County guts BCAA of its programs
by Jason Collins
Apr 19, 2014 | 444 views | 0 0 comments | 10 10 recommendations | email to a friend | print
Anna Simo, BCAA director
Anna Simo, BCAA director
BEEVILLE – County leaders effectively gutted the Bee Community Action Agency when the few remaining departments fell on the chopping block.

Among those departments were the child and adult care food program and rural transit district program.

This doesn’t mean these programs will go away.

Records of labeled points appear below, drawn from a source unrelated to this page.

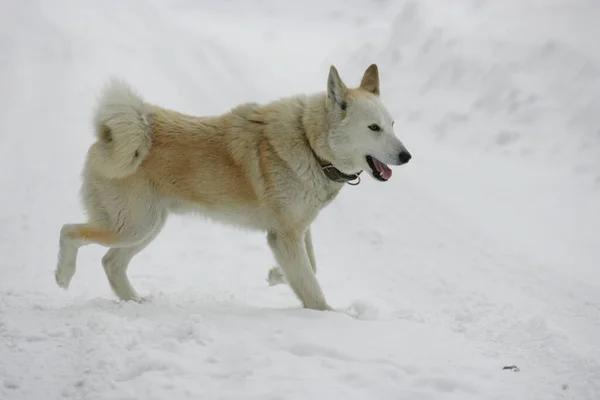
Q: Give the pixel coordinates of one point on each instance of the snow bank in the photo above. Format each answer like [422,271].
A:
[511,78]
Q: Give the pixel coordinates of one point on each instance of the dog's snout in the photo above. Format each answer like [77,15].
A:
[404,157]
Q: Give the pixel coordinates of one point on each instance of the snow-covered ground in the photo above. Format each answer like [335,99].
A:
[481,253]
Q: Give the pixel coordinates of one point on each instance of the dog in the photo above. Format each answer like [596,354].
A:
[270,167]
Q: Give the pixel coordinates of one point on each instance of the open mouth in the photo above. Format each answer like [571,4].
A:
[379,170]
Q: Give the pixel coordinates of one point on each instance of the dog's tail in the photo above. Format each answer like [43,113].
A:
[124,131]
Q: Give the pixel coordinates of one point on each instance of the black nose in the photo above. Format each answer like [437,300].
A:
[404,157]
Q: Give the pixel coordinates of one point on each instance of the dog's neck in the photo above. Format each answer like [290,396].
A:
[314,124]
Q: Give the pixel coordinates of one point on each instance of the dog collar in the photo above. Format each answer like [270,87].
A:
[335,174]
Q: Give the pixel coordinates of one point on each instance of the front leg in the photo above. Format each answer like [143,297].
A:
[276,276]
[289,249]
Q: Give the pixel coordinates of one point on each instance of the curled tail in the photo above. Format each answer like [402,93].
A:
[124,131]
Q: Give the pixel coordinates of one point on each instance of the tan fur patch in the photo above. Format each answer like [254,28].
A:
[193,159]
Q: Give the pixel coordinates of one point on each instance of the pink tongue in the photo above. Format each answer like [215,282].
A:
[384,170]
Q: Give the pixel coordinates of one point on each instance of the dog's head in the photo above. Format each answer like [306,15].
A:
[361,134]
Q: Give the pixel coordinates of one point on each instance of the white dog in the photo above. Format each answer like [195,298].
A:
[268,167]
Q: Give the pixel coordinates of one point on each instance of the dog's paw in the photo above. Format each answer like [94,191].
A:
[276,277]
[63,278]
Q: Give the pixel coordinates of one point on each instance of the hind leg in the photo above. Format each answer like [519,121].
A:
[72,237]
[135,233]
[115,263]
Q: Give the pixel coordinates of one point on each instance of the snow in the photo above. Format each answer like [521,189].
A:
[481,253]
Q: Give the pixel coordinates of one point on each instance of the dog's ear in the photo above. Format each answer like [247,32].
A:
[370,81]
[336,90]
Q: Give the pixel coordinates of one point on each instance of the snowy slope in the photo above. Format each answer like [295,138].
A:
[483,252]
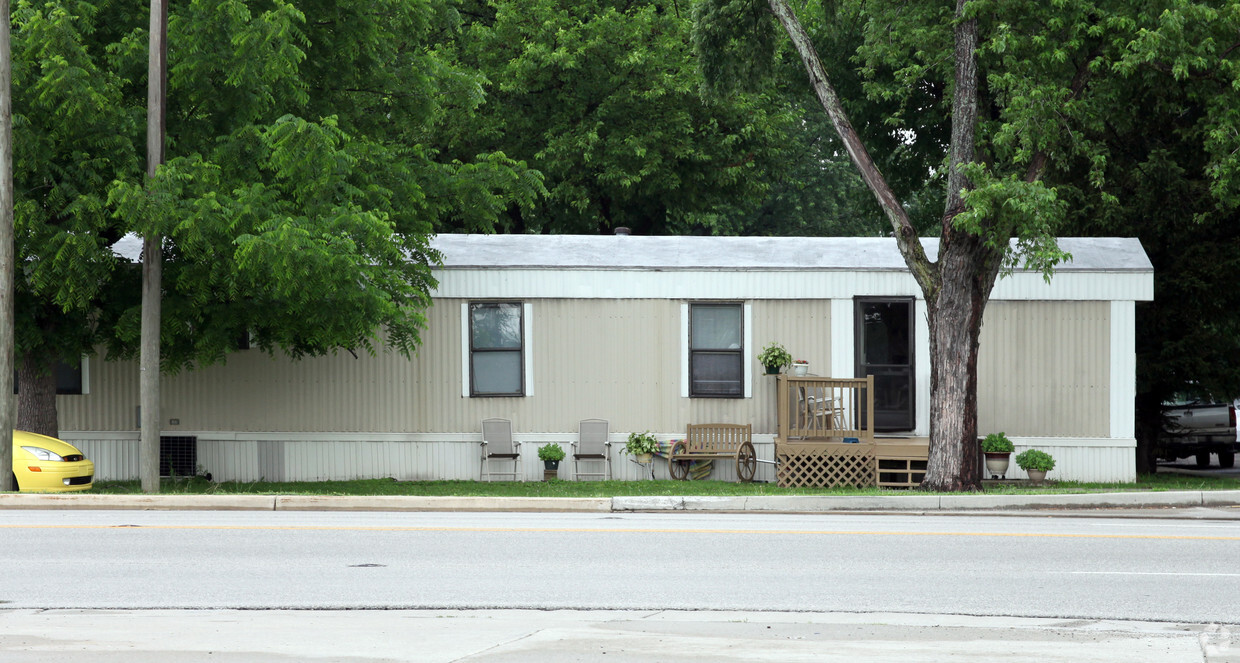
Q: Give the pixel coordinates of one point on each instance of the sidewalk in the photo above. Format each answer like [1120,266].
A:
[1219,504]
[518,636]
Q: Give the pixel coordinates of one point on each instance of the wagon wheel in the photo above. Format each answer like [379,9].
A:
[680,470]
[747,461]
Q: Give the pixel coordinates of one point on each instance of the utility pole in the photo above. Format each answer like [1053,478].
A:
[8,269]
[153,253]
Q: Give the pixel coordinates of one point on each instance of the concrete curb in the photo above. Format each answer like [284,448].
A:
[393,502]
[929,503]
[139,502]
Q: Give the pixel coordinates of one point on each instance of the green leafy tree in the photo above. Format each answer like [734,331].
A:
[603,98]
[300,187]
[1169,180]
[1018,83]
[73,136]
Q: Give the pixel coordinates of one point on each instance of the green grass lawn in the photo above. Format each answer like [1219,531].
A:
[611,488]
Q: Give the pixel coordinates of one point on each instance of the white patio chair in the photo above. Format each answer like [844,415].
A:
[592,445]
[499,445]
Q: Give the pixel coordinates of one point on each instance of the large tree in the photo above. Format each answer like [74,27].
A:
[1166,181]
[1017,82]
[603,98]
[76,131]
[300,186]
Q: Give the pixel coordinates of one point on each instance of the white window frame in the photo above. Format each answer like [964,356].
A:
[747,330]
[527,355]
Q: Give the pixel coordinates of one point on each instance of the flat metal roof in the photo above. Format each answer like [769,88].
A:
[738,253]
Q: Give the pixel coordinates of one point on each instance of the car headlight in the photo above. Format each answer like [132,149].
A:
[42,454]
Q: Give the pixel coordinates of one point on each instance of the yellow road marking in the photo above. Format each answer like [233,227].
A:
[636,531]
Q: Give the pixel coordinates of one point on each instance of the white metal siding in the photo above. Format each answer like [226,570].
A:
[768,285]
[1044,369]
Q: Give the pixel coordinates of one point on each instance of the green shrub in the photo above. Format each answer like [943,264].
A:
[641,443]
[997,443]
[551,452]
[774,356]
[1034,459]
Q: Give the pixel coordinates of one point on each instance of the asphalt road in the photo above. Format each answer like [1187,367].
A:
[1031,566]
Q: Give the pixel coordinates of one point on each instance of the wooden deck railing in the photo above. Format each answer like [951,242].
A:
[820,409]
[816,417]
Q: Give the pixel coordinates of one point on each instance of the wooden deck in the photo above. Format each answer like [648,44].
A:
[826,438]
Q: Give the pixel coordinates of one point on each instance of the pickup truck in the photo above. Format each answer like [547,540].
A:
[1194,429]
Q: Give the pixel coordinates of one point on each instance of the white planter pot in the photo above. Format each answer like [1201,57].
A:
[997,464]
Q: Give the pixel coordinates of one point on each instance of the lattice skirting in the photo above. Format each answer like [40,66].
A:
[825,465]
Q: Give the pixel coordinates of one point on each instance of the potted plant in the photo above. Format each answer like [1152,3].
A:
[998,452]
[551,455]
[641,445]
[774,357]
[1036,464]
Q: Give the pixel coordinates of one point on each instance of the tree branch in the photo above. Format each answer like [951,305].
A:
[905,234]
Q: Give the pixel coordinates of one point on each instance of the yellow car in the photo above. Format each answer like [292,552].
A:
[46,465]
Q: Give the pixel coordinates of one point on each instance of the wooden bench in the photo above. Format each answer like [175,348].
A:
[714,441]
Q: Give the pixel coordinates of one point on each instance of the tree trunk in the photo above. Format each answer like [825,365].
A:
[8,274]
[967,270]
[956,286]
[36,398]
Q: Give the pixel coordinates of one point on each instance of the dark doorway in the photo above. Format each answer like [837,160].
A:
[884,350]
[177,456]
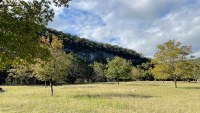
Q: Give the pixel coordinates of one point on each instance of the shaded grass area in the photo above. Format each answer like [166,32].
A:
[111,96]
[129,97]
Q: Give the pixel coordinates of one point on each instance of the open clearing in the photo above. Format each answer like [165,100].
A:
[129,97]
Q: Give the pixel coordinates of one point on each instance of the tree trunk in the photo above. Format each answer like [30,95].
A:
[21,81]
[45,83]
[175,82]
[51,85]
[117,81]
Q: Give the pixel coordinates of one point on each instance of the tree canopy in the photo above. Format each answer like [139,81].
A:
[118,68]
[170,59]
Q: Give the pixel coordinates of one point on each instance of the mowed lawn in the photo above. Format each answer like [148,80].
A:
[129,97]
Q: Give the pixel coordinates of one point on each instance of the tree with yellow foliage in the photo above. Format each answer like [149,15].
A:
[171,59]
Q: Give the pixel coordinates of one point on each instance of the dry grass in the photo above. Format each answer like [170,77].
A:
[130,97]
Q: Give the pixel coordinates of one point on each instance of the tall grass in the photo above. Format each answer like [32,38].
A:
[129,97]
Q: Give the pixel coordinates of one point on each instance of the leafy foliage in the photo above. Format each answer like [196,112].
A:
[77,45]
[171,59]
[118,68]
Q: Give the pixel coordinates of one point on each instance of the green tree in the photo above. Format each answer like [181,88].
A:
[159,73]
[55,67]
[77,69]
[21,71]
[118,68]
[171,57]
[136,73]
[98,71]
[20,21]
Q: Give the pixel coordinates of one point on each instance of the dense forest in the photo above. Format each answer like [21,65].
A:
[94,51]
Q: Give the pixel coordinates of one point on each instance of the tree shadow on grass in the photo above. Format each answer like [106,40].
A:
[189,87]
[1,91]
[112,95]
[144,84]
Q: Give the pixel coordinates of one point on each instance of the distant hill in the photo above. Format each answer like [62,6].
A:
[94,51]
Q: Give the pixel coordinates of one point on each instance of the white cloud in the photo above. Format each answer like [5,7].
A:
[136,24]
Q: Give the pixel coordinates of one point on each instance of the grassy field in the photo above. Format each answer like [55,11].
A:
[130,97]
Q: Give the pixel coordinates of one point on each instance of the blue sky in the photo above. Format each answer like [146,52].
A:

They will likely be picked up by another agency now that the county has opted to discontinue service of the programs—effective June 4.

County Judge David Silva voiced the same concern as others on the court that enough time was given to ensure a smooth transition for all programs including that of rural transportation.

“If we can give you a date that we are going cease being the fiscal agent, will that allow you to seek to move this rural transit district to another one?” he asked.

BCAA director Anna Simo said she would contact neighboring agencies about the impending change.

With this looming closing date, there will be more to do that just shutting the doors of BCAA.

Programs like transportation have contracts and agreements that span outside Bee County.

Simo said, “For example, the rural transit district includes and encompasses various transportation contracts. We have sub-agreements with Live Oak and Refugio... and work force transportation agreements.”

Bee County and BCAA are grandfathered as the rural transit provider.

However, with BCAA and Bee County no longer the rural transit district, these counties will need to join another transportation district.

Bee County also likely will fall under another transit district of its choosing.

Commissioner Dennis DeWitt said, “One thing we want to be sure of is we don’t lose our services to the folks outside the city limits.

“They will still be provided the same type of services from a different provider.”

Simo, however, would not make that guarantee.

“The services are similar in nature because they provide demand response.

“What their processes are, I don’t know.”

Interestingly, it wasn’t that long ago that the court approved purchasing an additional vehicle for the transportation department. Money would come from a grant and the sale of another vehicle the department purchased through a similar grant.

DeWitt, during that discussion March 24, said, “We have at least 39 vehicles sitting. We have 12 drivers, three full-time and nine part-time, and we are ordering another vehicle?”

Simo said, “Some of those vehicles you may have seen are service vehicles which aren’t used to transport people.

“Another number of those are scheduled for disposition.”

Discussion was halted though when Commissioner Eloy Rodriguez made the motion to approve this purchase.

DeWitt was the sole dissenting vote. It is worth noting that these vehicles are not owned exclusively by the county but tied to the grant and the state.

During a March 10 meeting, Simo told the court that they had already received 13 new vehicles through grants and were expecting to receive two more. There was a delay in receiving the last two which caused her to seek an extension on that contract which the court unanimously approved after hearing that the vehicles were coming at no cost to the county.

County leaders agreed to have Simo stay on with BCAA so that she could help with the transition.

The court agreed to set the final date of transition at June 30.

Commissioner Carlos Salazar said during a prior meeting that Simo would likely no longer be head of BCAA when her contract expired later this year.

All of this is coming about because the court previously announced that it would transition Head Start to another agency. The county ends oversight of Head Start on June. 4.

“Since the loss of Head Start significantly impacts the administration that supports the remainder of the programs, that is the reason you see the remainder of the programs on the agenda,” Simo said.

It is unknown now who will take over the Head Start program permanently. There is also the question looming if the county will be reimbursed the $371,000 it is now expected to lose because of lack of volunteer support for Head Start last year.

In total, the county was looking at an expense of about $1.6 million, had it opted to keep BCAA and its various programs running.